VAT is a tax on consumption, thus relying on market transactions to happen. Accordingly, the VAT system should impose the lightest burden on commerce necessary to effectively collect the tax and limit the possibility of fraudulent abuse of the system.
Today, the fragmentation of VAT rules between Member States create legal uncertainty as well as administrative difficulty for traders. Moreover significant tax leakage occurs through fraud which directly impact legitimate businesses through onerous anti-evasion regulations, unfair competition and arguably higher rates of tax. The differences in implementation and interpretation of VAT rules between Member States as well as the detailed reporting obligations and the potential for significant penalties for honest errors is a powerful disincentive for businesses considering transacting across borders.
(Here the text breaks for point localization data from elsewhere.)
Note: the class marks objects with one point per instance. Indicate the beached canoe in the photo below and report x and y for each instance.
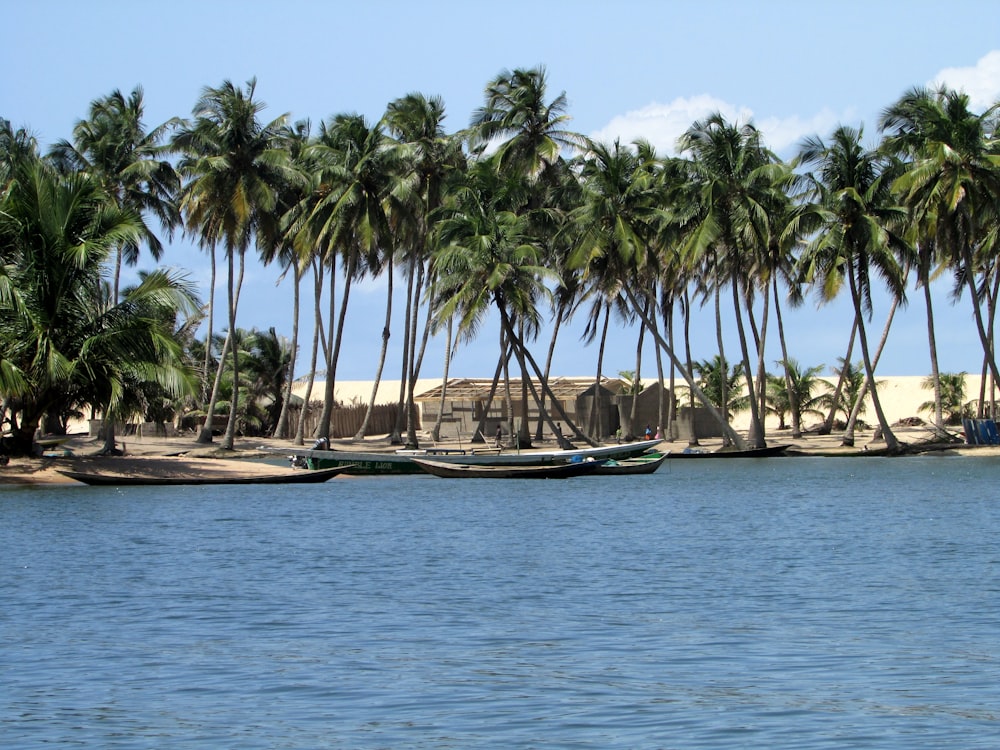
(550, 471)
(404, 462)
(112, 479)
(645, 464)
(770, 451)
Of course, this affects small and micro businesses disproportionately compared to larger companies which more often have the required expertise and knowledge in-house.
Indeed, the Commission's two robust 2009 studies on e-commerce identified the fragmentation of VAT rules as one of the main regulatory barriers to cross-border e-commerce, together with diverging consumer protection rules and recycling fees and levies:
"The way in which these rules are implemented differs markedly from one Member state to another, giving rise to a business environment that is complex, costly and unpredictable for those businesses considering selling cross-border."
In addition, the lack of user-friendly "e-solutions" for VAT calculation and collection as well as refund for online purchases from non EU-countries creates barriers for consumers who want to benefit from the Internet to shop also from outside the EU. The Internet presents consumers with the possibility to search for and purchase legitimate products from anywhere in the world. Nevertheless, "consumers do not yet have global commerce", as former Competition Commissioner Neelie Kroes put it. For consumers who most of all seek convenience on the Internet, any uncertainty around VAT calculation or (perceived as) complex practical steps with regard to collection and refund of VAT will act as a barrier. And where European consumers abandon potential foreign purchases because of such barriers, the European market is artificially shielded from competition — to the detriment of our long-term competitiveness and greater consumer welfare — and Member States forsake VAT revenue.
Our vision for revamped VAT system is a system which supports commerce, both within the EU and with non-EU countries. It should do so through simple and uniform rules and adminitrative process, close cooperation between taxpayers, national authorities and the Commission, and openness to novel technological solutions.